Search code examples
amazon-web-servicesamazon-s3servicecontainersamazon-ecs

Amazon ECS Task Failing to Download Environment Files from S3


I am encountering an issue with my ECS service where tasks are consistently failing during deployment. The specific error message I receive is as follows:

ResourceInitializationError: failed to download env files: file download command: non empty error stream: service call has been retried 5 time(s): RequestCanceled: request context canceled caused by: context deadline exceeded

  • ECS tasks are configured to download environment files from an S3 bucket.
  • My ECS service is in the Seoul region (ap-northeast-2), and the S3 bucket is in the US East (Ohio) region (us-east-2).
  • The S3 bucket and objects are not set to public access.

If you have any opinions on this issue or need additional information, please let me know immediately.

Please note that I am not a native English speaker, so I apologize for any lack of clarity in my explanation. I appreciate your understanding.

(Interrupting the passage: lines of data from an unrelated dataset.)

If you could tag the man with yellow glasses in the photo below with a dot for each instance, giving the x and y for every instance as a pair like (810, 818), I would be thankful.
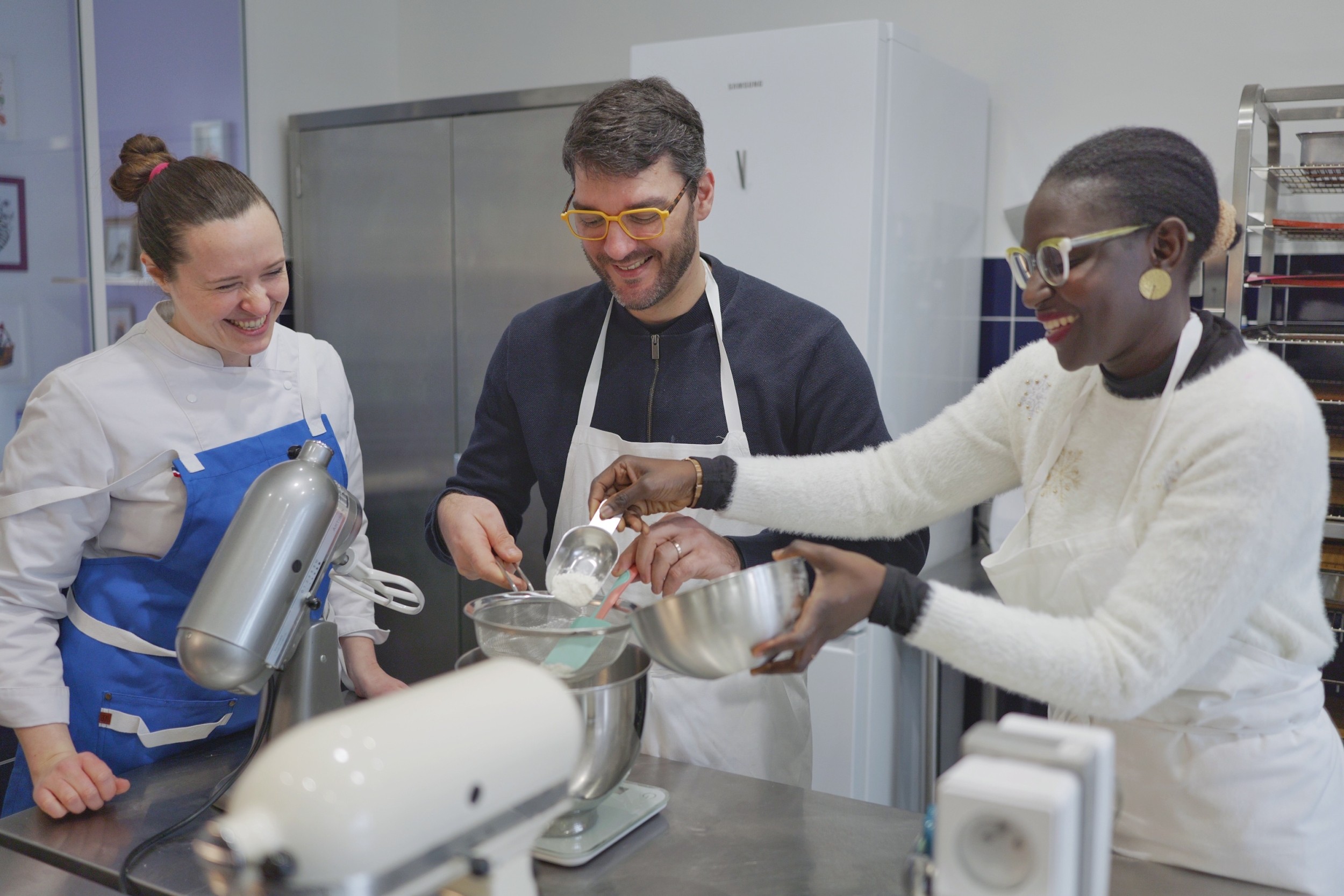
(673, 354)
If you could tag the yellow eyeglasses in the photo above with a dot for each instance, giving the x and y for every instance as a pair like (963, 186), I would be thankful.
(638, 224)
(1052, 257)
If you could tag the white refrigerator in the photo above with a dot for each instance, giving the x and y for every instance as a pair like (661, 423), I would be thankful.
(851, 171)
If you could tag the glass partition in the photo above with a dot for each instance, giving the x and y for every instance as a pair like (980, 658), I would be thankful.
(45, 319)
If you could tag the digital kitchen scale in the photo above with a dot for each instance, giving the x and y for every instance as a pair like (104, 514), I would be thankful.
(625, 809)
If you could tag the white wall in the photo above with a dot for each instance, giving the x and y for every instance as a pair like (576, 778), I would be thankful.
(1058, 71)
(312, 55)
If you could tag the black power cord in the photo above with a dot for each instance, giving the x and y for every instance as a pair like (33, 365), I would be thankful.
(146, 847)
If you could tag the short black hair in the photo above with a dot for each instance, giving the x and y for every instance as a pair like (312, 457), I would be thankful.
(631, 125)
(1152, 174)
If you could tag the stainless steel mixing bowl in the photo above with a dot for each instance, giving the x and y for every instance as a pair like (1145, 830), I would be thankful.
(709, 632)
(612, 703)
(530, 625)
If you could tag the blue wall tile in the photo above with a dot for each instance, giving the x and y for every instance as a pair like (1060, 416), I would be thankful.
(995, 288)
(993, 346)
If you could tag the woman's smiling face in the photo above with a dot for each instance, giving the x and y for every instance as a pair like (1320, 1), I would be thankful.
(1098, 315)
(232, 284)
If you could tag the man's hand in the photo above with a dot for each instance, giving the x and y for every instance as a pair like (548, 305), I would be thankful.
(364, 673)
(640, 486)
(65, 781)
(846, 589)
(476, 535)
(655, 555)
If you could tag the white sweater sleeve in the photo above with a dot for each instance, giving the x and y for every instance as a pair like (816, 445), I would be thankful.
(60, 442)
(1232, 527)
(353, 614)
(957, 460)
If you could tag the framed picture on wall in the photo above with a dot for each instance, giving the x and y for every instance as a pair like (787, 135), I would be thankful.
(120, 253)
(14, 226)
(14, 343)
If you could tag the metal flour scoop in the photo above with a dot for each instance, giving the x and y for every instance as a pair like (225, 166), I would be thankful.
(585, 555)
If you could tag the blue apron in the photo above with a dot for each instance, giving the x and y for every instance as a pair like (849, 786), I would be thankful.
(135, 706)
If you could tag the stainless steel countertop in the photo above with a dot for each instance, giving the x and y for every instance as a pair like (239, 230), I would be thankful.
(719, 835)
(23, 876)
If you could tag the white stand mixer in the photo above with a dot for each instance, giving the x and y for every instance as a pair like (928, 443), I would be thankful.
(445, 785)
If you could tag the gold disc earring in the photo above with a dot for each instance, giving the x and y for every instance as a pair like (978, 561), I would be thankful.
(1155, 284)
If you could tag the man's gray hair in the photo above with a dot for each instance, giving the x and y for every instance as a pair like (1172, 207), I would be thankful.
(631, 125)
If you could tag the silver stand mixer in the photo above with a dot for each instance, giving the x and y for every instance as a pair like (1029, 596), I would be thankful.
(606, 808)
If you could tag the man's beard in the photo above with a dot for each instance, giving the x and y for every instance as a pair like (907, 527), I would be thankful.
(674, 268)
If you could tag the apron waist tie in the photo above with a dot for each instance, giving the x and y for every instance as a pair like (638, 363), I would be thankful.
(130, 725)
(112, 636)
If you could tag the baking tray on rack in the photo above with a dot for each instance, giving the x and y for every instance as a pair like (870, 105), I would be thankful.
(1304, 179)
(1296, 335)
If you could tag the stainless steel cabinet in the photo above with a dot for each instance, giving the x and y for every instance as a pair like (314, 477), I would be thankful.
(420, 230)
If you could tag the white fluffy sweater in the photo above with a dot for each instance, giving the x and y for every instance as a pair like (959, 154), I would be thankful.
(1227, 518)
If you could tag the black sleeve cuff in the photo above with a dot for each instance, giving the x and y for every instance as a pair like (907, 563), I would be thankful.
(901, 601)
(433, 536)
(719, 475)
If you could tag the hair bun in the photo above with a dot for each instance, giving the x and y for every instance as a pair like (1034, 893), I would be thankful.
(1226, 234)
(139, 157)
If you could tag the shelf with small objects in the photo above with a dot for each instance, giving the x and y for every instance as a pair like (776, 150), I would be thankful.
(1284, 284)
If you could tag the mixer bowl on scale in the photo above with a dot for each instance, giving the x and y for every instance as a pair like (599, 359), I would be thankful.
(612, 703)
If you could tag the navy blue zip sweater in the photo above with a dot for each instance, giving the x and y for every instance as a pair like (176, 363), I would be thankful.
(803, 386)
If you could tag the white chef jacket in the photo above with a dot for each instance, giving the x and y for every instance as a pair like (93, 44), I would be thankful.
(101, 417)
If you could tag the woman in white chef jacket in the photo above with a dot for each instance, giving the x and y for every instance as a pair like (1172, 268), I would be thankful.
(127, 469)
(1164, 578)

I suspect that the issue might be related to timeout settings, as the error indicates that the request is canceled after multiple retries due to a context deadline being exceeded. I have tried setting the startTimeout and stopTimeout in the task definition JSON to 120 seconds, but this has not resolved the issue.

Previously, we experienced similar issues, but they were automatically resolved through the retry process, so we did not make any changes. However, after adding a new scheduled task, this task did not operate successfully.

In an attempt to address this, as mentioned above, I revised the task definition after registering the new scheduled task and deployed it. Unfortunately, the service deployment also failed with the same error. Ultimately, I rolled back to a previous revision by removing the timeout settings from the JSON, which allowed the service deployment to proceed. However, the scheduled task still fails with the same error.


Solution

  • My task's VPC had a private subnet set up without a NAT Gateway, so it couldn't access the S3 bucket. After creating a NAT Gateway and adding a new route to the existing routing table for the NAT Gateway, the issue was resolved.

    I hope it helps someone who faces same issues.